Objective

Among obesity-associated metabolic diseases, non-alcoholic fatty liver disease (NAFLD) represents an increasing public health issue due to its emerging association with atherogenic dyslipidemia and cardiovascular diseases (CVDs). The lower prevalence of NAFLD in pre-menopausal women compared with men or post-menopausal women led us to hypothesize that the female-inherent ability to counteract this pathology might strongly rely on estrogen signaling.

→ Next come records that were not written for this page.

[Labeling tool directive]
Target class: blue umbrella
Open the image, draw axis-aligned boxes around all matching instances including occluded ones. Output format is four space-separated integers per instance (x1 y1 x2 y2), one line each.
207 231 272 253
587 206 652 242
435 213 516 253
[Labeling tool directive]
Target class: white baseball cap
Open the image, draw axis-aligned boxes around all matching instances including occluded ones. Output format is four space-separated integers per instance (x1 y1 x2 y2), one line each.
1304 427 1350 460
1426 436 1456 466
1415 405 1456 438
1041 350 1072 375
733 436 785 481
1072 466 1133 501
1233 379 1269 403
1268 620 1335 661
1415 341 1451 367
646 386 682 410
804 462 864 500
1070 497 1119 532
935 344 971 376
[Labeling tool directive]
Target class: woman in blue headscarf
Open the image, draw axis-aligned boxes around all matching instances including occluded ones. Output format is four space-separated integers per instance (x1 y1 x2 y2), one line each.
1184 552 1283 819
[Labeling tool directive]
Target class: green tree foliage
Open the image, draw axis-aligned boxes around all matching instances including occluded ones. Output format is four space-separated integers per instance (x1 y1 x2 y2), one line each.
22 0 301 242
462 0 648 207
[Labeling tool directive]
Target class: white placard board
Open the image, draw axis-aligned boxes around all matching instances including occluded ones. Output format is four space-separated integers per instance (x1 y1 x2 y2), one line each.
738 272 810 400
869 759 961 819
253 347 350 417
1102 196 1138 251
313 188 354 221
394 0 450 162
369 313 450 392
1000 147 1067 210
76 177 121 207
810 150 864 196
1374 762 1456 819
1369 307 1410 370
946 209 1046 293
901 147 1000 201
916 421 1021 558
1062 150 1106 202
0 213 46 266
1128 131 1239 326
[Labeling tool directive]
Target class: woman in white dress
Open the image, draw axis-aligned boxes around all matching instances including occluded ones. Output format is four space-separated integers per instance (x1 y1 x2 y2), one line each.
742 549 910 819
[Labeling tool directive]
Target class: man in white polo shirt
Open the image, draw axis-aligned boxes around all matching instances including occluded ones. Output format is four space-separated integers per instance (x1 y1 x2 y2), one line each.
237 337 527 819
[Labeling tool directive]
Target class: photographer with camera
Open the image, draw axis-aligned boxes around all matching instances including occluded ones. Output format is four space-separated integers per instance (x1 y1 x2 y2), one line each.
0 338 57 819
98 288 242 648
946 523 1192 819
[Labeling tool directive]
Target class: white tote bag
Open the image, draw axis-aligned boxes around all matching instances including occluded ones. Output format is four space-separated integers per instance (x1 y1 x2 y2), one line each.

In female mammals, estrogen receptor alpha (ERα) is highly expressed in the liver, where it acts as a sensor of the nutritional status and adapts the metabolism to the reproductive needs. As in the male liver this receptor is little expressed, we here hypothesize that hepatic ERα might account for sex differences in the ability of males and females to cope with an excess of dietary lipids and counteract the accumulation of lipids in the liver.

Methods

Through liver metabolomics and transcriptomics we analyzed the relevance of hepatic ERα in the metabolic response of males and females to a diet highly enriched in fats (HFD) as a model of diet-induced obesity.

Results

The study shows that the hepatic ERα strongly contributes to the sex-specific response to an HFD and its action accounts for opposite consequences for hepatic health in males and females.

Conclusion

This study identified hepatic ERα as a novel target for the design of sex-specific therapies against fatty liver and its cardio-metabolic consequences.

中文翻译：

---

肝ERα导致性别上的差异，以应付饮食中过多的脂质。

客观的

在肥胖相关的代谢性疾病中，非酒精性脂肪肝疾病（NAFLD）由于其与动脉粥样硬化血脂异常和心血管疾病（CVD）的关系而日益成为一种日益严重的公共健康问题。与男性或绝经后女性相比，NAFLD在绝经前女性中的患病率较低，这使我们推测，女性固有的抵抗这种病理的能力可能强烈依赖于雌激素信号传导。

在雌性哺乳动物中，雌激素受体α（ERα）在肝脏中高表达，在肝脏中它可以作为营养状况的传感器，并使新陈代谢适应生殖需求。由于在男性肝脏中该受体很少表达，因此我们在此假设肝ERα可能解释了男性和女性应对过量饮食脂质和抵消脂质在肝脏中积累的能力中的性别差异。

方法

通过肝脏代谢组学和转录组学，我们分析了肝脏ERα与高脂饮食（HFD）作为饮食诱发肥胖的模型，在男性和女性的代谢反应中的相关性。

结果

研究表明，肝ERα强烈促进了对HFD的性别特异性反应，其作用解释了男性和女性对肝脏健康的相反后果。

结论

这项研究确定了肝ERα作为针对脂肪肝及其心脏代谢后果的性别特异性疗法设计的新靶标。